Estimating Monte Carlo variance from multiple Markov chains

Abstract

Sufficient work has been done in estimation of the asymptotic covariance matrix in a Markov chain central limit theorem for applications in Markov chain Monte Carlo (MCMC). However, almost all of it, including the efficient batch means (BM) estimator, focuses on a single-chain MCMC run. We demonstrate that simply averaging covariance matrix estimators from different chains (average BM) can yield critical underestimates of the variance in small sample sizes, especially for slow mixing Markov chains. We propose a multivariate replicated batch means (RBM) estimator that utilizes information across all chains in order to estimate the asymptotic covariance matrix, thereby correcting for the underestimation. Under weak conditions on the mixing rate of the process, strong consistency of the RBM estimator follows from the strong consistency of BM estimators.
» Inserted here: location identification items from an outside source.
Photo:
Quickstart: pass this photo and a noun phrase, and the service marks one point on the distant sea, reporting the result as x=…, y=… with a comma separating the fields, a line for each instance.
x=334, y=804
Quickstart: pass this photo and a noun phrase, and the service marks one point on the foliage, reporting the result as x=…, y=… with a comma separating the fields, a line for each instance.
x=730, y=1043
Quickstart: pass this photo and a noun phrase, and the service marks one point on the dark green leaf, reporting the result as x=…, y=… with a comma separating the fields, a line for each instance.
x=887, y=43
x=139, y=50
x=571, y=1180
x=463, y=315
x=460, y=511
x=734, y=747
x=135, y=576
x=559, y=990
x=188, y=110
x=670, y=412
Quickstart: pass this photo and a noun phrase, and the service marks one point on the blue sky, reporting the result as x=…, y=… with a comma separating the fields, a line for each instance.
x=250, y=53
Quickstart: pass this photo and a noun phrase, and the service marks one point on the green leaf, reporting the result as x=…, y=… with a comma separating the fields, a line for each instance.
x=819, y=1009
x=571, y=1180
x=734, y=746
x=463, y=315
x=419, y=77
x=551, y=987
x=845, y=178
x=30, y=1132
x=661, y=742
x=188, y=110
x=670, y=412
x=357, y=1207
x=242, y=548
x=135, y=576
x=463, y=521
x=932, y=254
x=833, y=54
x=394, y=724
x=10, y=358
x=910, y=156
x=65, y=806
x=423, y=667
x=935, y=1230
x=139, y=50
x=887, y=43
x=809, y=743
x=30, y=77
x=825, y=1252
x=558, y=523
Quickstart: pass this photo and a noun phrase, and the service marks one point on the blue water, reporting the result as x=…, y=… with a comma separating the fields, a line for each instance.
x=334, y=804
Further, we show that the large-sample bias and variance of the RBM estimator mimics that of the average BM estimator. Thus, for large MCMC runs, the RBM and average BM yield equivalent performance, but for small MCMC runs, the RBM estimator can be dramatically superior. This superiority is demonstrated through a variety of examples, including a two-variable Gibbs sampler for a bivariate Gaussian target distribution. Here, we obtain a closed-form expression for the asymptotic covariance matrix of the Monte Carlo estimator, a result vital in itself, as it allows for benchmarking in the future.